Yesterday, in commenting on President Obama’s apparent conclusion that the Muslim Brotherhood represents the wave of the future in the Middle East, I noted the unimpressive nature of Egyptian President Mohamed Morsi’s electoral victory. But it is not popularity that makes Morsi and the Brotherhood look like the wave of the future. Rather, it is their will to power — the same sort of will that made Hitler and Stalin look like the wave of the future to Obama’s predecessors in Hegelian thinking.

Now we lrarn that Morsi, in the words of the Washington Post, has taken “extensive new powers for himself, freeing his decisions from judicial review and ordering retrials for former top officials including ex-president Hosni Mubarak. In “an announcement read on state television by Morsi’s spokesman and broadcast repeatedly with accompanying nationalistic songs,” the Egyptian people were informed, among other things, that all decisions made by Morsi since he took office in June are final and not subject to appear or review.

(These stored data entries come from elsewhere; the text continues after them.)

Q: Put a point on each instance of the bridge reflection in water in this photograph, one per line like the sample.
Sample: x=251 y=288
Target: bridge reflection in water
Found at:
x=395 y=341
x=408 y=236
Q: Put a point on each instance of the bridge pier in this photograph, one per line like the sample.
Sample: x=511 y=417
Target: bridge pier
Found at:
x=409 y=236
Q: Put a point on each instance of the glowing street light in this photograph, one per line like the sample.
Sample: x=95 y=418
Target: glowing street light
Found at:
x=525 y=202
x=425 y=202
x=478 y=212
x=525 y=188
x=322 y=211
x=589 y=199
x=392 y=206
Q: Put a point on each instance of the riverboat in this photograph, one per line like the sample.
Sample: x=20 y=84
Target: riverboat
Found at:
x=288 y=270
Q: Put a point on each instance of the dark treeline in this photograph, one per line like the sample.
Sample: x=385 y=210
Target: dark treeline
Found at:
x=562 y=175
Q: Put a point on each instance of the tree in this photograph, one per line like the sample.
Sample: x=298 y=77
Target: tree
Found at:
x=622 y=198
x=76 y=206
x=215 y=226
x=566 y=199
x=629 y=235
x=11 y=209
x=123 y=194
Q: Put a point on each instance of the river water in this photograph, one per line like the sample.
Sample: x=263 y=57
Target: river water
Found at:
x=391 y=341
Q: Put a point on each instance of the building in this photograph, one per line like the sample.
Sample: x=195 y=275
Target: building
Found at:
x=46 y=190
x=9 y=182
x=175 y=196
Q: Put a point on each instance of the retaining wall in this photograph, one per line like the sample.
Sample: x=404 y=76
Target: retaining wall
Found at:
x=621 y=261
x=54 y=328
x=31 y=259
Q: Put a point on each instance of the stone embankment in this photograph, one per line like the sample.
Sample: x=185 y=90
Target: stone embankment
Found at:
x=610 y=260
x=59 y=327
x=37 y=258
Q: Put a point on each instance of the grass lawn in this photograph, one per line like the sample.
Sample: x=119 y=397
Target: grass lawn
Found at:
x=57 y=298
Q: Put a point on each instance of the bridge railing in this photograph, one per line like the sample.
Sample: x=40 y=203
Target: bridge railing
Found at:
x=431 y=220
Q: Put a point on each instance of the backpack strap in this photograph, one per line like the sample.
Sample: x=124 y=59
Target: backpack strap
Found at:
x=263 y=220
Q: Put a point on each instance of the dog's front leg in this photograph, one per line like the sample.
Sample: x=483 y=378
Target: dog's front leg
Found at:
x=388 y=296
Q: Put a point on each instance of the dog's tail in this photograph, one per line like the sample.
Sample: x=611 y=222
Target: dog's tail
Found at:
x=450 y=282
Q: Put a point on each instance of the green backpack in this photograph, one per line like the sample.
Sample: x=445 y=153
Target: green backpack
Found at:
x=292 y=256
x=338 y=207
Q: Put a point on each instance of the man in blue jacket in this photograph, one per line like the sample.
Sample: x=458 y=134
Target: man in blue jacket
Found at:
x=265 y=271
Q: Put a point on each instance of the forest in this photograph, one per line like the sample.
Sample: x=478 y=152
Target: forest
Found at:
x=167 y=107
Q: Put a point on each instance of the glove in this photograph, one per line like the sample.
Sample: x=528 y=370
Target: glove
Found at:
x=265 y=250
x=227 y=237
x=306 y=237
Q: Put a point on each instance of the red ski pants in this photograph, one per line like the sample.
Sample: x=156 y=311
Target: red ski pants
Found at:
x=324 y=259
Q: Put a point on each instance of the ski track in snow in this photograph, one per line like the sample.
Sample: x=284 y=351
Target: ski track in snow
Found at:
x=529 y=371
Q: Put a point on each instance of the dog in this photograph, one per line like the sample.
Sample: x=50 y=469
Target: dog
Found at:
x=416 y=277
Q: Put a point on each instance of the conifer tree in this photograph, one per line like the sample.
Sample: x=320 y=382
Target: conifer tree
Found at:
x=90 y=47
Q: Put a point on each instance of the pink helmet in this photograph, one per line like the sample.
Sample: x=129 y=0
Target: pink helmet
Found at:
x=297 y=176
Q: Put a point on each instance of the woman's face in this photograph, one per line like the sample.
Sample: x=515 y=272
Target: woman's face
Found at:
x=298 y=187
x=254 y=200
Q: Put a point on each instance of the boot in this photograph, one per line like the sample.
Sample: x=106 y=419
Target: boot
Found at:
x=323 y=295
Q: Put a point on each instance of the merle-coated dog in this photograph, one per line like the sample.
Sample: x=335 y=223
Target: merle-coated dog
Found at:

Morsi’s power grab follows his diplomatic triumph, manufactured by Obama, on behalf of Hamas. Having become the Protector of Gaza and the alleged Guarantor of Israeli Security, why shouldn’t Morsi also declare himself the Dear Leader, or (as some are saying) the New Pharaoh, of Egypt?

Given the importance to Egypt of U.S. money, it’s clear enough that the Obama administration has no real objection to Morsi’s power grab. As Shadi Hamid, an Egypt expert at the Brookings Institution put it, “There is a real danger of returning to the Mubarak-era situation where the U.S. really cares about the foreign policy and turns a blind eye to domestic abuses.”

But there’s a huge difference between current U.S. policy towards Egypt and its policy during the Mubarak era. Before, the foreign policy quid pro quo of a “blind eye” from the U.S. was the willingness to serve as a bulwark of U.S. interests in the region, including our interest in the security of Israel. But Morsi gets the same favorable treatment while tilting Egypt towards Iran and reordering Egypt’s relationship with Israel.

One can only assume that Morsi’s policies with respect to Iran and Israel, like his moves towards authoritarian rule, are fine with Obama. Indeed, it’s doubtful that, for Obama, the Arab Spring that he welcomed was ever about the triumph of democracy. More likely, it was always about the triumph of radicalism — the wave of the future.